Katherine Monk of Southam News rated the film three stars, writing that "combined with Bruce Sweeney's economical and intuitive camera work, Dirty takes a relatively simple composition and turns it into a surreal, dark and somewhat disturbing picture of contemporary life. As a study of form, technique and emotional torture, Dirty is quite the coup. But as a film -- an increasingly mainstream medium that seems to demand visual cliches and classical dramatic pacing in order to be understood -- Dirty is a novelty that may be too challenging for most viewers."

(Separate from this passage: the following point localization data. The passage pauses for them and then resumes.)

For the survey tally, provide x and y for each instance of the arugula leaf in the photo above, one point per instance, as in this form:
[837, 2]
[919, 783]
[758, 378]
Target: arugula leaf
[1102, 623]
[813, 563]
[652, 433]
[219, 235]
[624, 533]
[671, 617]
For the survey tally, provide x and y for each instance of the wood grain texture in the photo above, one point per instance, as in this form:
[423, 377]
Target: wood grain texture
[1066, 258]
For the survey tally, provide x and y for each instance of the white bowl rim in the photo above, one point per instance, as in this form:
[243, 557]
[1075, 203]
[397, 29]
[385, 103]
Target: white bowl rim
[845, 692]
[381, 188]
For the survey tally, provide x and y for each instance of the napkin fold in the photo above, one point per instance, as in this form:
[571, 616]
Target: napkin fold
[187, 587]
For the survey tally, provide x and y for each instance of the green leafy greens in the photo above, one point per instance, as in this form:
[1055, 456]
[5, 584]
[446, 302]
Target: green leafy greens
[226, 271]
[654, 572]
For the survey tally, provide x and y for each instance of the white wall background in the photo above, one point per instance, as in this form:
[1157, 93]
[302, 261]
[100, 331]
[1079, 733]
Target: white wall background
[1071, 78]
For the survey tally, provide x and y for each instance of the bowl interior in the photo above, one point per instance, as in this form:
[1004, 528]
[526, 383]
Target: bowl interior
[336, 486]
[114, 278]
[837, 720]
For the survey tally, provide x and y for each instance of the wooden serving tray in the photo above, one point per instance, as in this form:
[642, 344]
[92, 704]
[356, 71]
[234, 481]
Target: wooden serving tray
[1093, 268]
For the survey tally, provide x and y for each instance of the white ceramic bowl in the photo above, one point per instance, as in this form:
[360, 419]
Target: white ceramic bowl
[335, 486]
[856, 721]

Rick Groen of The Globe and Mail rated it two stars, writing that "Dirty tries to develop the ills of this fun bunch into a stark picture of misery's twin pillars, obsession and depression. Well, at least half the photo turns out -- watching all this is definitely depressing. I'm not suggesting that characters must be likable in order to be compelling -- even a pop confection like Seinfeld knew better than that. However, if the audience is to develop any empathy for them, something of their motivation and vulnerability and personal history needs to be explored, and precious little of that spadework gets done here."

==Awards==
At the 1998 Vancouver International Film Festival, Sweeney won the award for Best Emerging Western Canadian Director.

At the 1999 Leo Awards, Sivak won the award for Best Lead Actress in a Film. The film was nominated in eight other categories, including Best Film, Best Direction, Best Screenwriting, Best Editing, Best Cinematography, and acting nods for Chula, Scholte and Ratner.